(1888 – 1956)
Anna (“Big Annie”) Clemenc (1888-1956) played an instrumental role in shaping the labor movement in Michigan. Through her sheer bravery and commitment, she risked her own well-being by fighting for social and economic justice during the famous 1913 miners’ strike against the Calumet & Hekla Mine located in Michigan’s Upper Peninsula. The strike began July 23, 1913, and ended nine months later on April 13, 1914.

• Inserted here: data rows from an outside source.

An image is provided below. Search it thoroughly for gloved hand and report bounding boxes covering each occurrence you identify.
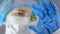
[29,0,60,34]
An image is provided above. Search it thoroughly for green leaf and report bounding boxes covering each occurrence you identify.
[29,15,36,22]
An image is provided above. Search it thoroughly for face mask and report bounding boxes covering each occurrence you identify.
[10,16,30,25]
[6,15,37,34]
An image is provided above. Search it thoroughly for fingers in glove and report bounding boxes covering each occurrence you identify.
[50,0,59,16]
[32,10,44,19]
[29,25,42,33]
[32,4,47,16]
[41,0,53,16]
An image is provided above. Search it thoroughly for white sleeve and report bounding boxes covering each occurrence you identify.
[53,28,60,34]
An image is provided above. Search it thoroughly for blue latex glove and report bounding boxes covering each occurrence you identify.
[29,0,60,34]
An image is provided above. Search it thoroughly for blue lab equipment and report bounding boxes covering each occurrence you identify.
[29,0,60,34]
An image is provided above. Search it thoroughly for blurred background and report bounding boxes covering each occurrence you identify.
[0,0,60,34]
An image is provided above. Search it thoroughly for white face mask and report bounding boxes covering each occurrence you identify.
[10,16,30,25]
[6,16,37,34]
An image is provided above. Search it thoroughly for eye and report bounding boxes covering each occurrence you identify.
[16,12,24,16]
[18,12,23,15]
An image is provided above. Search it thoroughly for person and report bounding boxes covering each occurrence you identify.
[0,0,60,34]
[5,7,38,34]
[0,0,40,34]
[0,0,40,26]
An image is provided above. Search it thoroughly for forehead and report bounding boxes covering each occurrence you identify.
[8,7,32,17]
[12,7,32,13]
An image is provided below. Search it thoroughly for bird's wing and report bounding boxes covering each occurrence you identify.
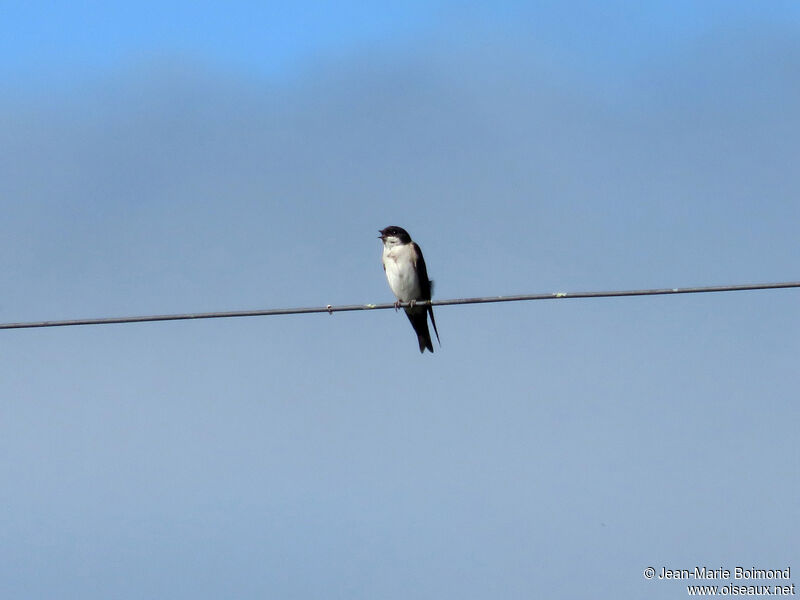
[411,243,432,300]
[412,242,440,346]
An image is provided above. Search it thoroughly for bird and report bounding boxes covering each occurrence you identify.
[379,226,440,353]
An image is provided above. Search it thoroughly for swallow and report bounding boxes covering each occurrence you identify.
[379,226,440,353]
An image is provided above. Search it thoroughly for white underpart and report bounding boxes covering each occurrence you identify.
[382,238,422,302]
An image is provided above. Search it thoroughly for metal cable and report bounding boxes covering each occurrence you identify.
[1,281,798,330]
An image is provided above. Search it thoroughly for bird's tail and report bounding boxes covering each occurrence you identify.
[427,281,441,348]
[428,306,440,347]
[406,309,434,353]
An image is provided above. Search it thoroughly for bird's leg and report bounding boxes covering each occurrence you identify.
[408,299,416,308]
[394,300,401,311]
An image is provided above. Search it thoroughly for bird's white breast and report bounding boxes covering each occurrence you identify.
[383,243,422,302]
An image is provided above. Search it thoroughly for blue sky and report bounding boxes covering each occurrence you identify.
[1,3,799,599]
[5,1,799,82]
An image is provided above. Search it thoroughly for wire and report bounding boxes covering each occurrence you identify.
[1,280,798,331]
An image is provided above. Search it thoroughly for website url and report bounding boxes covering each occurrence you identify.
[688,584,796,596]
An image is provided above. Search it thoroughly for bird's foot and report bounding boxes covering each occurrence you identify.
[394,300,401,311]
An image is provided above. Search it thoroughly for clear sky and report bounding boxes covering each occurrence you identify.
[1,2,799,598]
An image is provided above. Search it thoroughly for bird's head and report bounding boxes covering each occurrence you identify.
[378,226,412,247]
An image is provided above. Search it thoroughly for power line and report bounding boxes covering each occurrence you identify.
[1,280,798,331]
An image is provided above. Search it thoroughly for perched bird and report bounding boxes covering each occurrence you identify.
[379,226,441,353]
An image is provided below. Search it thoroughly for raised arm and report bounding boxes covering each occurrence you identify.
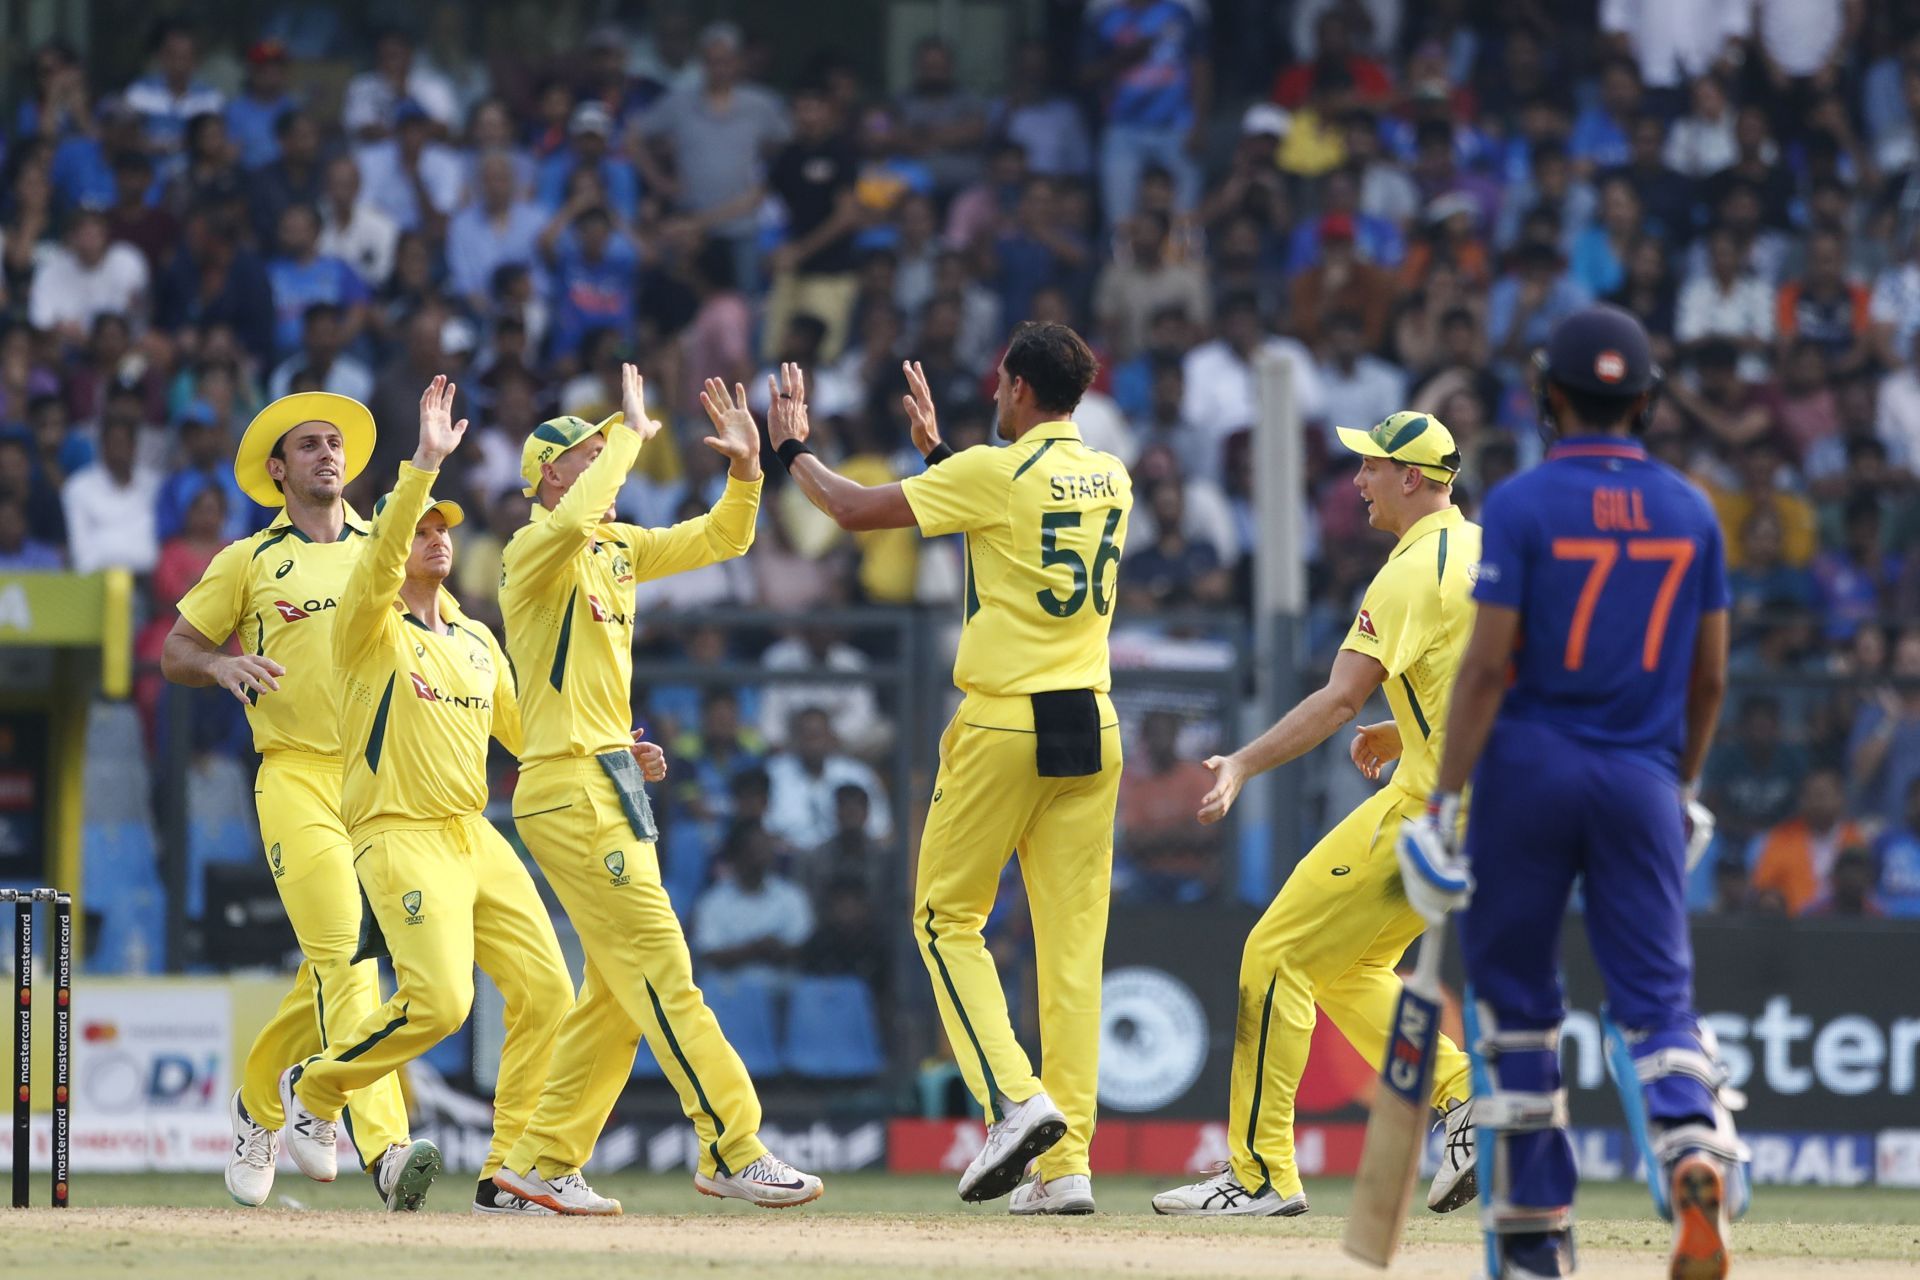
[507,364,654,582]
[336,377,466,667]
[622,378,766,577]
[767,361,918,531]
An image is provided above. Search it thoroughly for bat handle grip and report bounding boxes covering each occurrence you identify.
[1408,918,1447,996]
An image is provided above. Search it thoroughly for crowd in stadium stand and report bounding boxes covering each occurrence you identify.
[2,1,1919,943]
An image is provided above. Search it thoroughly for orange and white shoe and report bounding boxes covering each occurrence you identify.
[1670,1154,1731,1280]
[494,1165,622,1215]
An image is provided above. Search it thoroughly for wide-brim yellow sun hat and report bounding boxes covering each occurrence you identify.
[1335,410,1461,484]
[234,393,377,507]
[519,411,624,496]
[372,489,465,530]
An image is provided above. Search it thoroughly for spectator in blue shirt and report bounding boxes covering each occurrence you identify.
[1284,167,1404,275]
[1084,0,1211,224]
[1812,496,1905,643]
[0,496,64,570]
[448,151,548,308]
[541,204,639,363]
[1872,778,1920,917]
[992,177,1089,330]
[155,401,263,542]
[1570,56,1641,175]
[265,203,370,359]
[247,110,325,247]
[1848,629,1920,828]
[123,19,224,178]
[225,40,297,170]
[1727,506,1816,651]
[1487,239,1592,376]
[1569,174,1642,297]
[535,102,641,223]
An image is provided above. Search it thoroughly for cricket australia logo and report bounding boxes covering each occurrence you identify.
[402,890,424,925]
[269,842,285,878]
[604,850,630,887]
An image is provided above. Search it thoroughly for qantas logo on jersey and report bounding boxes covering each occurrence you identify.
[272,598,338,622]
[408,671,491,710]
[1355,609,1378,640]
[586,594,632,626]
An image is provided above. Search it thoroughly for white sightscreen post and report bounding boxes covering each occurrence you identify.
[1242,350,1308,900]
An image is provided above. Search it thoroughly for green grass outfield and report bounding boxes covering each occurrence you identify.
[6,1172,1917,1279]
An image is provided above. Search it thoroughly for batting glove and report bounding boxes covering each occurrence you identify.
[1683,783,1716,873]
[1398,791,1472,924]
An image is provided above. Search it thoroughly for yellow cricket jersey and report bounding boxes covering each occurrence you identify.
[176,508,372,757]
[900,421,1133,704]
[334,462,521,831]
[499,428,761,766]
[1339,506,1482,799]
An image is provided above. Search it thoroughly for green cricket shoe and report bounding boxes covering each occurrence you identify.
[375,1139,443,1212]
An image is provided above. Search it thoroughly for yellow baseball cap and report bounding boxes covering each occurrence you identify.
[234,393,376,507]
[1335,411,1462,484]
[519,412,623,496]
[372,488,465,530]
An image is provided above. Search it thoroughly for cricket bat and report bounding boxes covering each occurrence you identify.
[1342,918,1448,1268]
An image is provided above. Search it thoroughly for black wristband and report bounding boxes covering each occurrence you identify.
[775,439,814,472]
[923,442,954,467]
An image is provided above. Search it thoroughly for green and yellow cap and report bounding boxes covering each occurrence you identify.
[519,412,623,496]
[1335,411,1461,484]
[372,488,465,530]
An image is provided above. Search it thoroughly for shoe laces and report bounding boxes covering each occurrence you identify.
[1197,1162,1245,1192]
[551,1172,591,1196]
[238,1119,276,1170]
[307,1113,337,1146]
[742,1154,798,1182]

Clemenc, a Calumet, Michigan native, was devoted to the active participation of women outside the traditional confines of the home. Having graduated from eighth grade, she was a relatively well-educated woman at that time. Clemenc was an avid follower of Eugene Debs, Mother Mary Harris Jones, and the tenets of socialism. It was her independent nature and strong-willed character that inspired many men and women to take a stand for justice.
In 1913 miners on Michigan’s Keweenaw Peninsula (U.P.) were subjected to hazardous working conditions and extremely low wages. Members of the Western Federation of Miners, many of whom were immigrants, held a massive labor strike in hopes of improving their impoverished conditions. Clemenc, the wife of a Croatian miner, helped organize the Woman’s Alliance in support of the miners’ cause. She marched on a daily basis and often displayed the U.S. flag as a reminder of the fundamental rights of each American citizen. Clemenc was arrested and jailed twice as a result of her persistent efforts.
Although the strike was eventually stifled, the legacy of courage and determination lives on. Clemenc herself is one of three women featured on the Michigan Women’s Hall of Fame medallion, representing women’s early struggle for economic justice. This emblem honors those women who have selflessly worked to better humankind. Michigan’s labor movement evolved drastically as a result of this strike. Clemenc and those who followed her leadership serve as an inspiration for working-class generations to come.
The Michigan Women’s Studies Association commissioned a portrait of Annie by Andy Willis of the Miners’ Art Group. That portrait was unveiled in the Capitol Rotunda on a Day of Tribute to Anna Clemenc. It now hangs in the Michigan Women’s Historical Center and Hall of Fame in Lansing.
A biography of Anna Clemenc, Tall Annie, by Virginia Law Burns received the Award of Merit from the Historical Society of Michigan.